You gotta respect a guy who turns to a weird career like journalism in when he was 51, especially with the emotional and physical baggage that seems wrong for the job. Vanity (he had 17 plastic surgery procedures over the years), deafness (and so he yelled), and a taste for high living aren’t what you’d expect from a consumer reporter, defender of the poor, the immigrant and the unfortunate.

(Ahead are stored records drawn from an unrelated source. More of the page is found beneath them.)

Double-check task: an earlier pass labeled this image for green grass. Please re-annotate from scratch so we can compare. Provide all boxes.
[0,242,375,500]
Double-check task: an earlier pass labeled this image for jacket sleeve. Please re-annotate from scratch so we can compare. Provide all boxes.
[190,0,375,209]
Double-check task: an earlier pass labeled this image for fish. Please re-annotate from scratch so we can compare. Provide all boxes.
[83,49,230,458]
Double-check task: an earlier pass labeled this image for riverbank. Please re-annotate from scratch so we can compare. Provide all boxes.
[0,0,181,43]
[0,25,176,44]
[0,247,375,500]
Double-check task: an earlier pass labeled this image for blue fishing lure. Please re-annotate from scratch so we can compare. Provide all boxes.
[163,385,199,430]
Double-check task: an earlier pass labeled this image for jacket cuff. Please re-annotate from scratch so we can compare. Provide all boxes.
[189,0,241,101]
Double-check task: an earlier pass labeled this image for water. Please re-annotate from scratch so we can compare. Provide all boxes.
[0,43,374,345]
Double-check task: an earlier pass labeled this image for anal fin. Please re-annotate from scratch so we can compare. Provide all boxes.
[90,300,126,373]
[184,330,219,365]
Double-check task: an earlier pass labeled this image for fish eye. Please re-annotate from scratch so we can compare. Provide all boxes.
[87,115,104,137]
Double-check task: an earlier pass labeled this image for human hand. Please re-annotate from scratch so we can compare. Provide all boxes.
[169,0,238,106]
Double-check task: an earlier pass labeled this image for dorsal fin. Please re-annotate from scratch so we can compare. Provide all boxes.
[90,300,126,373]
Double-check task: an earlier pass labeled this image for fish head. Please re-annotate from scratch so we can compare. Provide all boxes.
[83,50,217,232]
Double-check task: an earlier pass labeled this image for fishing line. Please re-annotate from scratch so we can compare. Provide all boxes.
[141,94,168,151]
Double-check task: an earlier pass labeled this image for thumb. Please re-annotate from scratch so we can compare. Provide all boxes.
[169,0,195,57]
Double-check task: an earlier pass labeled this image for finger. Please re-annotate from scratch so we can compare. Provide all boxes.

But, what would Houston have been without Marvin Zindler, who died last Sunday at the age of 85? A former high-end haberdasher, Marine, and deputy sheriff, he claimed he was screwed over after a car dealer pulled strings with the local sheriff, following Marvin’s investigation into an always popular odometer roll-back scam. Crooked sheriff’s, used car dealers, and any one else screwing the little guy would regret that. Marvin dusted himself off and reinvented himself as, what else, a journalist and crusader.

A little old for the standard TV talking head, Zindler created a uniquely Texas personality — and made his investigative reports instant classics. Every obituary mentions his role in exposing the famous (or infamous, depending on your sense of things) “Chicken Ranch” — the rural whorehouse that served Texas A & M and U of Texas students for several generations (and was the basis for “The Best Little Whorehouse in Texas”), in Houston, he combined “Sixty Minutes” and Jimmy Swaggert in his on-air personality as he gleefully browbeat bureaucrats into resolving housing and immigration problems — and, sweet-talked the rich and beautiful to support charitable work in Mexico.

Zindler, and Houston plastic surgeon Joseph Agris, regularly arranged to fly medical teams and equipment to Puerto Vallarta (who said you can’t have fun while doing good), correcting cleft palates and other congenital deformities for poor Mexican children. Through the Agris-Zindler foundation, the Houston based charity has expanded to provide free reconstuctive work and distribute medical equipment throughout the world.

You have to respect a guy who didn’t become a journalist until well into middle-age, and who made outrage enjoyable, especially when the outrage was something as something as simple as …. SLIME IN THE ICE MACHINE!